Raven is what I have called my dark side, my depressive, downcast and miserable self. I picture her as my emo self back in high school.
Mia is my over the top, angry, excitable girl who flies off the handle at everything. She is my Taurus and stubborn Irish side. I picture her as an overweight, red headed cutie that others love to be around until she flies off the handle.
Harmony is the side that tries to keep it all in balance. She is my rational side. She is hard to access but when I can, she is really helpful. Sometimes friends and family have to remind me she’s still there. I picture her as kind of a hippie with long flowing clothes that have flowers, wears a flower crown and is gentle to all. She is my peaceful side.
Little Jenny is my true heart and center. She is the one that still hopes and dreams and refuses to let her little light die. I picture her as a cherubic child wearing a white little dress like you would see a flower girl wear to a wedding. She has curly hair, and there are little bells on her dress that tinkle as she moves. She is pure love and light. She is the hardest to access because she is usually buried under all the worries, concerns, and anger I sometimes feel. But when I do access her, WOW! Meditation and Yoga tend to help me get to her.
It helps me to categorize these feelings and moods as other people because I always feel I can help other people. So if I’m having a bad day, then I can say Oh that’s just Raven again. Raven basically was responsible for my last blog post. But I can help Raven by accessing other “people” or parts of myself.
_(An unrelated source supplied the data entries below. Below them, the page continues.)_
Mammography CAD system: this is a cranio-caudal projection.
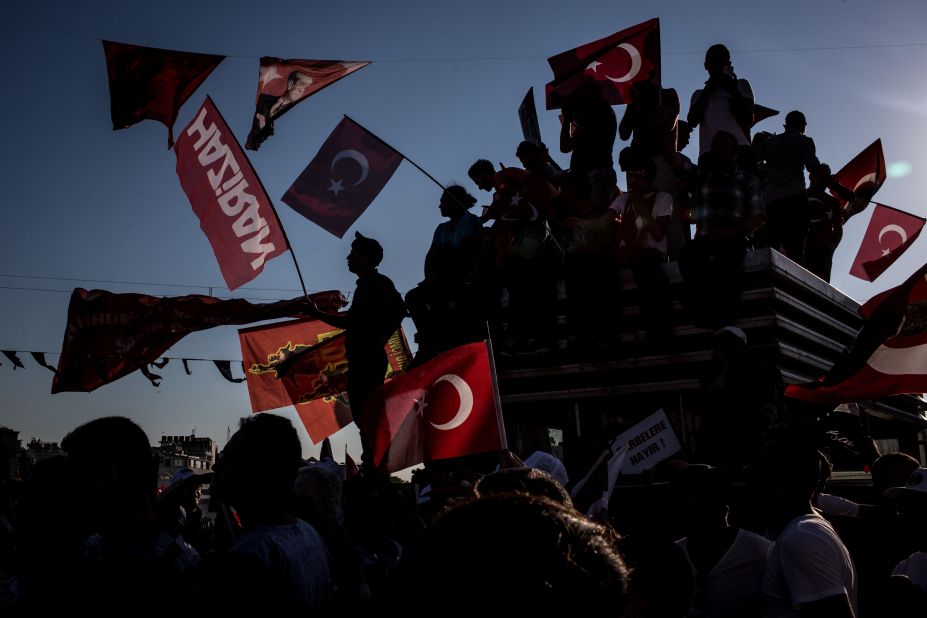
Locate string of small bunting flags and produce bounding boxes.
[0,350,246,387]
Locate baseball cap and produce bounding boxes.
[883,468,927,498]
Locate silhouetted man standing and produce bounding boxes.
[315,232,406,470]
[759,110,821,262]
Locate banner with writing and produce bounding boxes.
[174,97,288,290]
[612,408,682,474]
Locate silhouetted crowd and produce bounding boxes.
[406,45,872,362]
[0,414,927,618]
[0,45,912,617]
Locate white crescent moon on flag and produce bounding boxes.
[428,373,473,431]
[605,43,641,84]
[853,172,878,191]
[866,344,927,376]
[879,223,908,246]
[331,150,370,187]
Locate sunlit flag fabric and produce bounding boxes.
[785,266,927,405]
[753,104,779,126]
[545,19,660,109]
[283,118,402,238]
[239,319,411,444]
[174,97,289,290]
[362,342,506,472]
[52,288,344,393]
[103,41,225,147]
[834,139,885,205]
[245,56,370,150]
[850,204,924,281]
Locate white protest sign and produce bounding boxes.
[612,408,682,474]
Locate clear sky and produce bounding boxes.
[0,0,927,460]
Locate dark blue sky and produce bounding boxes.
[0,0,927,459]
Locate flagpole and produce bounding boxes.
[206,94,309,300]
[486,322,509,450]
[344,114,469,210]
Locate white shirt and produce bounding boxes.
[609,192,673,255]
[689,79,753,156]
[676,530,773,618]
[762,515,857,618]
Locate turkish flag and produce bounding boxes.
[238,319,411,444]
[545,19,660,109]
[174,96,289,290]
[283,117,402,238]
[103,41,225,147]
[751,103,779,127]
[850,204,924,281]
[52,288,345,393]
[785,265,927,405]
[833,139,885,206]
[362,342,506,472]
[245,56,370,150]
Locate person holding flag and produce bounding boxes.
[310,232,406,470]
[687,43,754,171]
[560,81,618,210]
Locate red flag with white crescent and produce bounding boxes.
[834,139,886,206]
[545,19,660,109]
[174,97,289,290]
[282,118,402,238]
[785,265,927,405]
[362,342,506,472]
[245,56,370,150]
[850,204,925,281]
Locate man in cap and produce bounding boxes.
[759,110,821,262]
[314,232,406,470]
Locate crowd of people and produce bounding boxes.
[406,45,872,362]
[0,414,927,618]
[0,45,908,617]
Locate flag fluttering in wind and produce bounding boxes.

I know this sounds weird but I have been trying to explain my head to other people and why I feel the way I do and this is the best way to get it across.
I had breakfast with a friend yesterday and I took a day off work and it definitely helped. My doc also upped my sleep meds so I got a decent night’s sleep which also helped. Hopefully Raven can take a nap soon so that I can concentrate better at work and stop being so miserable.